I won't guarantee if you use different oils that you'll like exactly the same proportions that I like. The viscosity of the oil is as important as the proportion of wax to oil. Both jojoba and sunflower are medium-thick feeling on the skin, and I'd want to substitute similar oils if needed. For example, I could have used meadowfoam in place of the jojoba -- the advantage to both is they have long shelf lives, so they help protect against rancidity -- but meadowfoam is a thinner, lighter feeling oil. I would expect it would change the consistency of the balm and how it feels on the skin.

The best way I've found to check the consistency is to put a drop or two of the melted balm on a cool ceramic plate, let the balm harden, then test the consistency by rubbing it between my fingertips and putting a bit on my lips. There's a fine line between nicely glidy on the lips versus overly soft and melty ... and nicely firm versus overly hard and draggy.

I had a larger 0.5 oz tube of this lip balm stashed away, and I've been using it on my face the last day or two. I go slow during application so the product softens from the warmth of my skin and glides more easily. Then I smooth the balm evenly over the skin with my fingers. After about 10 minutes to let the oils absorb into the skin, the balm feels "dewy" on the skin, for lack of a more objective word. Not sticky, not waxy, not greasy.
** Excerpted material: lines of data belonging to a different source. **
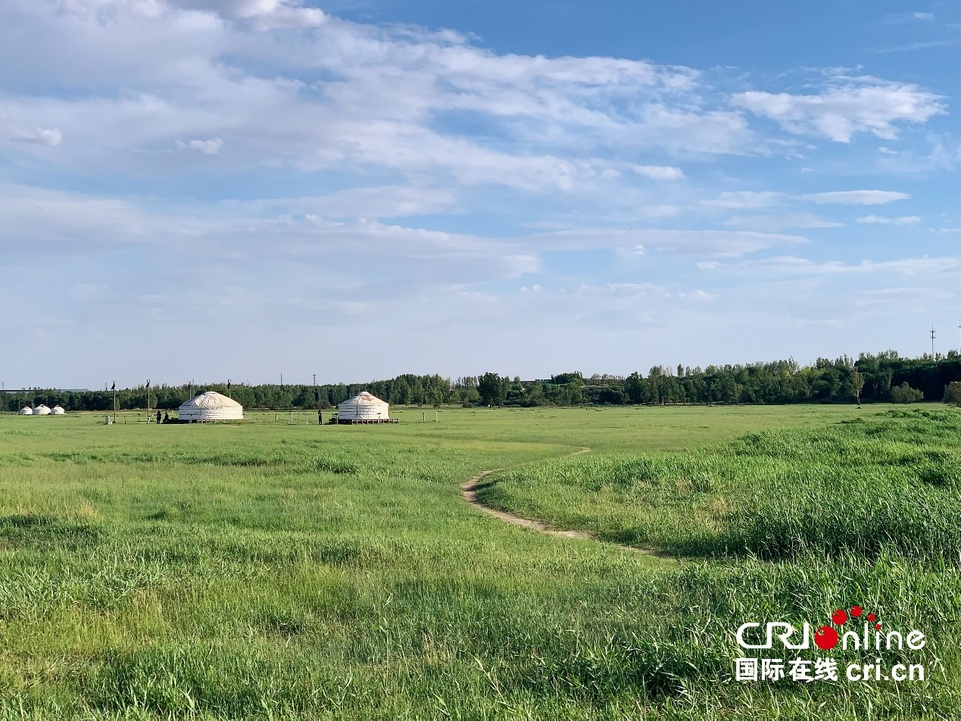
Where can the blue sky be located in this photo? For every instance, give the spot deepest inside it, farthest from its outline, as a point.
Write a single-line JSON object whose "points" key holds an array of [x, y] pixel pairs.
{"points": [[204, 189]]}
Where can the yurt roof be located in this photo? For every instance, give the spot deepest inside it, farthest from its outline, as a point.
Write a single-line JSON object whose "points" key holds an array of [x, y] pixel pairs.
{"points": [[365, 397], [211, 400]]}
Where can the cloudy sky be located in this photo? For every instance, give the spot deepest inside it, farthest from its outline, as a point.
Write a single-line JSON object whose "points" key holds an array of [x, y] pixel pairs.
{"points": [[361, 188]]}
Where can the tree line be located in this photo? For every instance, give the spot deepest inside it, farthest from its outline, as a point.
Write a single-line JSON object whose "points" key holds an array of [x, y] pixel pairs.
{"points": [[882, 377]]}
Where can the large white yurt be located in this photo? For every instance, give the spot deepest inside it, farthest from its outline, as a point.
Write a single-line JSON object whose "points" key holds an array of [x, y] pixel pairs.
{"points": [[363, 408], [211, 406]]}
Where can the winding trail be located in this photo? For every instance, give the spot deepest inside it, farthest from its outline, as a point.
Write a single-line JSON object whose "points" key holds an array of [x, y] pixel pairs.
{"points": [[469, 491]]}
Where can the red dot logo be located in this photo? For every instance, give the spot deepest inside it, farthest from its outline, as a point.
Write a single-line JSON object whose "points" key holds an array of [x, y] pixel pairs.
{"points": [[826, 638]]}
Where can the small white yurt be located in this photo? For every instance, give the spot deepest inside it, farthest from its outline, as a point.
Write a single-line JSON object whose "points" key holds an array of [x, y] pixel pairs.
{"points": [[211, 406], [363, 408]]}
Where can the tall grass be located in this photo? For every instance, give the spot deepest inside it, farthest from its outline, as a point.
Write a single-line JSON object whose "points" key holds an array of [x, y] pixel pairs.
{"points": [[266, 571]]}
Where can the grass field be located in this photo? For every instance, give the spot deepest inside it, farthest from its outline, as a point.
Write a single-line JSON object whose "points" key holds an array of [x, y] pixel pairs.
{"points": [[272, 569]]}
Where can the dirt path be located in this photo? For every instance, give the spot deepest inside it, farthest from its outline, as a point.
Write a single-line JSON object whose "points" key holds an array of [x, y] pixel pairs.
{"points": [[469, 491]]}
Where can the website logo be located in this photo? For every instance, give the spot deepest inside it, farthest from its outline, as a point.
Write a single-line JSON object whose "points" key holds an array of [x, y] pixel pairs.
{"points": [[850, 630]]}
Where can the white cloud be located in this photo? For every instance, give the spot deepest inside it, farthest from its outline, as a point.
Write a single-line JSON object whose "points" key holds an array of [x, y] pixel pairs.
{"points": [[803, 266], [744, 199], [772, 223], [39, 136], [856, 197], [658, 172], [205, 147], [848, 106], [712, 243], [880, 220]]}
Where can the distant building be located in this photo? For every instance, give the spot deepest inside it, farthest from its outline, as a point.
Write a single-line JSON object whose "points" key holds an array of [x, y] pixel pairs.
{"points": [[211, 406], [364, 408]]}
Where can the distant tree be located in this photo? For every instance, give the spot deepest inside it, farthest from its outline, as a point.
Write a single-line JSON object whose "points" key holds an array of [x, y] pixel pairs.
{"points": [[857, 383], [952, 393], [492, 389], [905, 394]]}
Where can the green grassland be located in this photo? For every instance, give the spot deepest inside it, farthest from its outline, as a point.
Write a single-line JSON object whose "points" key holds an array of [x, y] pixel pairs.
{"points": [[274, 569]]}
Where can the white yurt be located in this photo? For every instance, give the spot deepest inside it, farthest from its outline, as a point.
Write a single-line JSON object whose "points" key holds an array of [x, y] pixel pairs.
{"points": [[211, 406], [363, 408]]}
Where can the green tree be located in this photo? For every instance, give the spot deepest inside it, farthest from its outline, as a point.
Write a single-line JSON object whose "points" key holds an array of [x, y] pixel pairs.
{"points": [[492, 389]]}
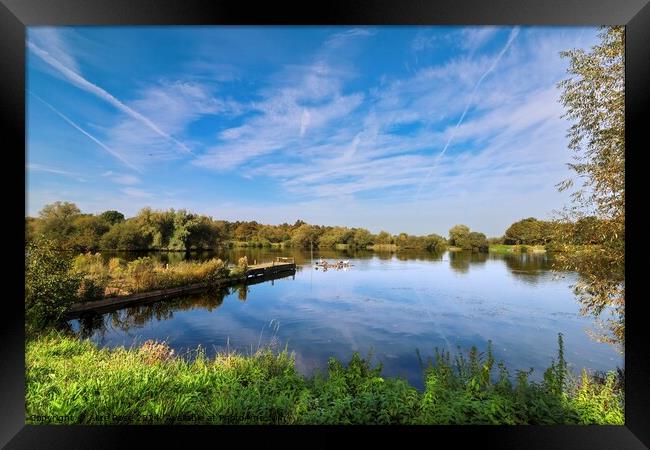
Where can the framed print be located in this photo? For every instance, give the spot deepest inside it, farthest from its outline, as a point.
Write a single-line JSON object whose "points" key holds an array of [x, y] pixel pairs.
{"points": [[400, 215]]}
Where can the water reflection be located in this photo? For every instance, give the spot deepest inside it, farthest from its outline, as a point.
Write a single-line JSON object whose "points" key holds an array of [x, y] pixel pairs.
{"points": [[460, 261], [388, 303]]}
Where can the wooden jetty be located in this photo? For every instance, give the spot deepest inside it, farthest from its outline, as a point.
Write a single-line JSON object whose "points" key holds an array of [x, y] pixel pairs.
{"points": [[280, 268]]}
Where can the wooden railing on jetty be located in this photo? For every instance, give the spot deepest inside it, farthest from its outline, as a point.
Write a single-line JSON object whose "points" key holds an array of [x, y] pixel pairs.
{"points": [[279, 268]]}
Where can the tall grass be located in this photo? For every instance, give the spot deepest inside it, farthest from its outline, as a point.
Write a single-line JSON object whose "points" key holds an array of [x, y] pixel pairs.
{"points": [[117, 277], [73, 381]]}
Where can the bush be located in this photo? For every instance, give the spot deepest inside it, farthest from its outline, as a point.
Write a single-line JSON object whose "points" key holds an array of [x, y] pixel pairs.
{"points": [[72, 379], [50, 286], [141, 274], [94, 275]]}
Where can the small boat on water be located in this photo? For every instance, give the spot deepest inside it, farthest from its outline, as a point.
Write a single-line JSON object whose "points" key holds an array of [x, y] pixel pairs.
{"points": [[332, 265]]}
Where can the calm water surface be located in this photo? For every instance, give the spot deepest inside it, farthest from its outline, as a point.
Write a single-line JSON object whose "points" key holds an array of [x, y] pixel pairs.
{"points": [[389, 305]]}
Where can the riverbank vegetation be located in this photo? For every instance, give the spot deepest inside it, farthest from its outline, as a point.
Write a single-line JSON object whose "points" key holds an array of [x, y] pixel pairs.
{"points": [[71, 381], [118, 277], [55, 279], [180, 230]]}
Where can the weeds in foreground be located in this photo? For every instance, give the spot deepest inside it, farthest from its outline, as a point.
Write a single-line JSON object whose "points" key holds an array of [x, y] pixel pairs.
{"points": [[72, 381]]}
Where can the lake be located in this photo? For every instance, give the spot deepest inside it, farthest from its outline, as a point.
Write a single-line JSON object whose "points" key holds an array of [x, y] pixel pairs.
{"points": [[396, 307]]}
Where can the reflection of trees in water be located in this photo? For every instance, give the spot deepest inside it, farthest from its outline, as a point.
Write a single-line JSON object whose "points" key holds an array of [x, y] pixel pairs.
{"points": [[460, 261], [139, 315], [527, 267], [242, 292], [261, 255]]}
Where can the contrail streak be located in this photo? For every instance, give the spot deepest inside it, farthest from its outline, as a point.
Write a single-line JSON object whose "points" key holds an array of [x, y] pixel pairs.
{"points": [[90, 136], [511, 38], [86, 85]]}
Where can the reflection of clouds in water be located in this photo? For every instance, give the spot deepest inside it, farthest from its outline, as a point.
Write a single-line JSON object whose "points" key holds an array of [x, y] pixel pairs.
{"points": [[392, 306]]}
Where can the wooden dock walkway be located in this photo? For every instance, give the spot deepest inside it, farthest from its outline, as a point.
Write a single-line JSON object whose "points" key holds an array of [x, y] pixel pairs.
{"points": [[258, 273]]}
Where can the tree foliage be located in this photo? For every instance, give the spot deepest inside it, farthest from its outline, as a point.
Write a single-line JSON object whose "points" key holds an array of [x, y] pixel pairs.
{"points": [[594, 98], [50, 286]]}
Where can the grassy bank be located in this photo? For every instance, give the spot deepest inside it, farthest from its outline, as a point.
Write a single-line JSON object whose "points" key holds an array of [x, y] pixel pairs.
{"points": [[504, 249], [72, 381], [118, 277]]}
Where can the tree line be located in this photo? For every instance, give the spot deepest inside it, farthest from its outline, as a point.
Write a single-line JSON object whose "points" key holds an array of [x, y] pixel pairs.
{"points": [[587, 230], [64, 224]]}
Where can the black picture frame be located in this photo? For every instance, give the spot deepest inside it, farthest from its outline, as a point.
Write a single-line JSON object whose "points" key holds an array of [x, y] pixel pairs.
{"points": [[16, 15]]}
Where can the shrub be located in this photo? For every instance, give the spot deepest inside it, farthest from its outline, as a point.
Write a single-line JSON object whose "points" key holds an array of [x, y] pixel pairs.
{"points": [[50, 286], [141, 274]]}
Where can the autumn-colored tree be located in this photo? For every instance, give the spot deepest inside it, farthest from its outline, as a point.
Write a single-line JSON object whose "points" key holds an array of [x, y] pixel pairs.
{"points": [[594, 100]]}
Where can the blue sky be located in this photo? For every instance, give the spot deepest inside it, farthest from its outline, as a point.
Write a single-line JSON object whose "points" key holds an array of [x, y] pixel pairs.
{"points": [[401, 128]]}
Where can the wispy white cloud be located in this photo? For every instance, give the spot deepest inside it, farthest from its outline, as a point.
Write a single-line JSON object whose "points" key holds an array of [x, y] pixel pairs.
{"points": [[340, 38], [137, 193], [511, 38], [309, 105], [82, 83], [52, 41], [90, 136], [121, 178], [48, 169], [174, 105], [473, 38]]}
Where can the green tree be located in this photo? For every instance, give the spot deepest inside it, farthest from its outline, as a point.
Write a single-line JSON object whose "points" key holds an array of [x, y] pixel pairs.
{"points": [[594, 99], [50, 285], [126, 235], [476, 242], [526, 231], [362, 238], [112, 217], [87, 232], [458, 234], [304, 235], [384, 237], [56, 222]]}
I'll keep playing with it...


----------



## beckster51 (Nov 19, 2019)

Yes, thanks for catching that, I meant petrolatum.  You're right, of course, I have found that there is fine line to making it too thin or too hard, and I just need to go back and play around with it some more when I have time.  The consistency check is a great tip!  I never tried testing it that way, but I will in future.  Thanks again for all the knowledge you share with everyone on the forums.  It is invaluable.


----------